The individuaL'S KILL AND DETERMINATION ARE IMPORTANT VARIABLES.sorry for the unintennded caps. Hit the wrong keys. Wing chun folks and grapplers vary in their skill in their own activity.

I play my own wing chun game-against grapplers or other stylists. I dont do wt or vt- doa particular line of wc. I have not seen the need for taking grappling or jj lessons.

In these discussions many folks put all wing chunners in one box or all grapplers in one box.


----------



## geezer

-----------------------------------------------------------------------------------------------------------


Vajramusti said:


> ...No need to get excited and no need to paint all wing chun people with the same brush. ...In these discussions many folks put all wing chunners in one box or all grapplers in one box.



Joy, I don't get by to visit your class often enough, but I do remember from one of the times  that I have stopped by that one of your students was a very strong and athletic young man, probably in his early to mid-twenties. I commented to you that he had the look of a professional athlete, and I believe you replied that he had been a _nationally ranked competitive wrestler_. A wrestler of that level of skill and experience wouldn't be training with you if he didn't think that WC had a lot to offer a grappler. I think Joe might benefit from this observation!


----------



## mook jong man

jeff_hasbrouck said:


> I suppose i've done it again. Let me again apologize folks. I get a little up in arms about my Wing Tsun, and sometimes I'm not as tactful or diplomatic as I should be whist replying to some of ya'll.
> 
> I'm a little ashamed I lose my cool over words sometimes. I suppose it just comes from I have so much passion for the art and I get amped over this stuff. I just need a big chill pill.
> 
> So all BS aside, sorry for getting on peoples cases. I'll try to use a more diplomatic approach in my responses when things get a little heated.
> 
> All the best!
> 
> Jeff



No worries mate , you don't have to change your debating style.
We're not delicate little flowers around here.

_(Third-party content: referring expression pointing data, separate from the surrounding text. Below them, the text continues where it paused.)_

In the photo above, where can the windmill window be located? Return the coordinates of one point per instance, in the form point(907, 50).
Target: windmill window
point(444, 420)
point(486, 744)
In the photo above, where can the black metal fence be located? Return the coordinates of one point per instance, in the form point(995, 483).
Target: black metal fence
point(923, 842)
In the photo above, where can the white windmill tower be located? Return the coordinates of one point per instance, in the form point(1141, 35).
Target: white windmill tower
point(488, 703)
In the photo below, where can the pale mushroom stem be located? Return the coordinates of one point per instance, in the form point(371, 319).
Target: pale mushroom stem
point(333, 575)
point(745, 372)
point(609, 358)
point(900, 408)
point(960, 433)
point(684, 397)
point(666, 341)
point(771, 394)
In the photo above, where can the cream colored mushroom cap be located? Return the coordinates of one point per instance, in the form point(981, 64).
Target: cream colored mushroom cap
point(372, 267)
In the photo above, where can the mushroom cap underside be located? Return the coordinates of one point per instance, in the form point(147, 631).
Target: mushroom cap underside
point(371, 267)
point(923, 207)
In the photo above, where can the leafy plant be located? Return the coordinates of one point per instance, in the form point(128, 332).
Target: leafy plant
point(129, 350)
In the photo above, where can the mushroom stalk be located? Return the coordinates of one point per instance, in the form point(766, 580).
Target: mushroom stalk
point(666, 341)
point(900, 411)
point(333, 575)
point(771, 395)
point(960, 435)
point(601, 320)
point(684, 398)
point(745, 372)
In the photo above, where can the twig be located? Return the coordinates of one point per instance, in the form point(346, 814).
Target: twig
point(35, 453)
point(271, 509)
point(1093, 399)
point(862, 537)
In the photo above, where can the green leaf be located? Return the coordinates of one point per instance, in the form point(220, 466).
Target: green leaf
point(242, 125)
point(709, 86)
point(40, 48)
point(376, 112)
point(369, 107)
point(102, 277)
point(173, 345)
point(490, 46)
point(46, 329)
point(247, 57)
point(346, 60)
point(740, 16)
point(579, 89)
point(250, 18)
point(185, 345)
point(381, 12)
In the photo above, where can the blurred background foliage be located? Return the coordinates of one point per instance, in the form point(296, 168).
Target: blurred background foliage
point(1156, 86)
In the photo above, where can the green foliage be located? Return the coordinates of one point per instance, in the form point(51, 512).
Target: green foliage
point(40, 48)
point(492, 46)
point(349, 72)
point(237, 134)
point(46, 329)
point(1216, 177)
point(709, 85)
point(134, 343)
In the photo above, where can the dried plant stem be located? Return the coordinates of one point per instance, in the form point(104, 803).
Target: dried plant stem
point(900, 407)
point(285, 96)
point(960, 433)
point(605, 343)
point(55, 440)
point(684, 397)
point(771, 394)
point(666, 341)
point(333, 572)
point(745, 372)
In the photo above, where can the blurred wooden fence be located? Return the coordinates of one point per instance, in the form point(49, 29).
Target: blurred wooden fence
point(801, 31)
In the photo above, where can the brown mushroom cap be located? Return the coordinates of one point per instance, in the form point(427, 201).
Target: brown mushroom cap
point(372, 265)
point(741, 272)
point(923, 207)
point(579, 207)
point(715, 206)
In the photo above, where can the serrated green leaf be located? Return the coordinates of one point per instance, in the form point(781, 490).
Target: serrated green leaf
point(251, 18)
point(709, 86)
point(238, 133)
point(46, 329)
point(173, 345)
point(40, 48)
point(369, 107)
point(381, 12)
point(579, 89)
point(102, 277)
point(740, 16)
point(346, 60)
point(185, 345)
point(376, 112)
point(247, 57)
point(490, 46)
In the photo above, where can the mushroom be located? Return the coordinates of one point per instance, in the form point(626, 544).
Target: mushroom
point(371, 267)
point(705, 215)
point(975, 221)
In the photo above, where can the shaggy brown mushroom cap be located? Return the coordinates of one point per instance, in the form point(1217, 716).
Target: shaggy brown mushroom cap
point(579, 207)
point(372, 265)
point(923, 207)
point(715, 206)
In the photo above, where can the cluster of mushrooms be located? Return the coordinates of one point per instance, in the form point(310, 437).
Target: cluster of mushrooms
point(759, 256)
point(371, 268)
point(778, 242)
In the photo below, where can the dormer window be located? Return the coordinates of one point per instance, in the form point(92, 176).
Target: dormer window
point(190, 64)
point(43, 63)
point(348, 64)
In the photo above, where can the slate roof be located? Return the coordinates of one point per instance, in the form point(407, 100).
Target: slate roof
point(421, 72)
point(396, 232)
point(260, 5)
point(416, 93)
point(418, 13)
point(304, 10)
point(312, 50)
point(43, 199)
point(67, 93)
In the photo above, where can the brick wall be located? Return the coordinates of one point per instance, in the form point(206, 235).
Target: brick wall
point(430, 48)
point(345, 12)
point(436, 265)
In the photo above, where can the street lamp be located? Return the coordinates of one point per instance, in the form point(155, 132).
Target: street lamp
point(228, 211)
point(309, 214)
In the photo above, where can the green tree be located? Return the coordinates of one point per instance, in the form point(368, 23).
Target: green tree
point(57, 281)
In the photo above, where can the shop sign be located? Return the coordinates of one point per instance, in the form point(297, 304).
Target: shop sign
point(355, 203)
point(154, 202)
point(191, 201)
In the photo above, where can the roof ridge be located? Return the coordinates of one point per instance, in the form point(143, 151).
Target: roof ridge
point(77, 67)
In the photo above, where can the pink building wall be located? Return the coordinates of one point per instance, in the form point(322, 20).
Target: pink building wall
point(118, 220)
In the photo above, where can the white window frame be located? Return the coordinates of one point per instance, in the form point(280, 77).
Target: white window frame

I've been known to get a bit fired up too on occasion , we probably all have at some stage.
Everybody except Geezer I think , nothing seems to phase that dude , I reckon he must be some sort of Taoist priest lol.


----------



## Tony Dismukes

Flying Crane said:


> The nature of grappling techniques is such that it is easy to really develop those skills because they are easier to use in the training hall. In the training, you get to really use those grappling techniques, and you can pull back the intensity so that nobody gets injured in the process, while still using the techniques with a lot of realism. That is a definite advantage when it comes to training. So a grappler has a better chance at developing a real comfort level and subsequently a real confidence in his techniques.
> 
> In a striking method, you cannot do that. You cannot dial back the intensity and still make the techniques work. If you hit someone for real, you injure him and maybe he even goes to the hospital. You run out of training partners very quickly if that's how you go about training. So if you dial it back, then the strikes are not effective and your partners needs to "acknowledge" them and pretend like they were effective, whether or not they would have been had they been real. This is a real disadvantage in training. You never get to really try it out on a live person and it can lead to questions or doubts about the ability to use them effectively. It resides to some degree in the realm of theory, and you need to be able to bridge that gap into reality when the fit hits the shan. That is a disadvantage in training, because you cannot practice doing it with absolute realism. But nevertheless, the potential is there and obviously there are ways to help bridge that gap, like hitting heavy bags, working on the dummy, etc., but it's still an approximation.
> 
> So when we see a matchup between a "grappler" and a "striker", when it's a competition type match the grappler has an automatic advantage: he can use his techniques for real, while a striker, in that context of a match cannot, and has some reluctance to even try. He ends up using less decisive strikes, because the goal of the match is not life-or-death. In the end, everyone wants to go home in more or less one piece. But given the nature of grappling techniques, the grappler doesn't have that same limitation. As I said earlier, the grappler can actually use his techniques, they are still effective, even if he dials it back so that there is no true injury, just push to the point of submission. It's much more difficult to dial back a strike "to the point of submission". So when the grappler drives in for the engagement, the striker sort of freezes up, doesn't use his strikes the way they were meant to be used, and ends up trying to grapple with the grappler. He gets taken down and tied up in a way that it becomes impossible to use his techniques effectively, and it's too late.


 
Michael, I think you have a partial truth here.
I believe a more accurate statement would be "_some _strikers dial their techniques back to an unrealistic level in training, so that their skills are more theoretical when it comes to knowing how to fight against tough, skilled opponents."
Let's take a look at one of the best strikers in the world, Anderson Silva.  His skills are not theoretical.  He can hit you standing or on the ground.  He can hit you whether you are trying to punch him or take him down.  He can hit you brutally from any angle.  He can even knock you out while he is moving backwards.
The reason he can do all this is because of how he trains.  He trains with boxers, so he knows what they can do.  He trains with wrestlers, so he knows what they can do. He doesn't assume his strikes are too deadly to practice realistically and instruct his training partners to "acknowledge" them according to some theory of how they should react.  He throws them hard enough in training so that his training partners naturally respond realistically.  (That doesn't mean that he is trying to knock out his sparring partners any more than he is actually trying to break their arms when he practices an armbar.)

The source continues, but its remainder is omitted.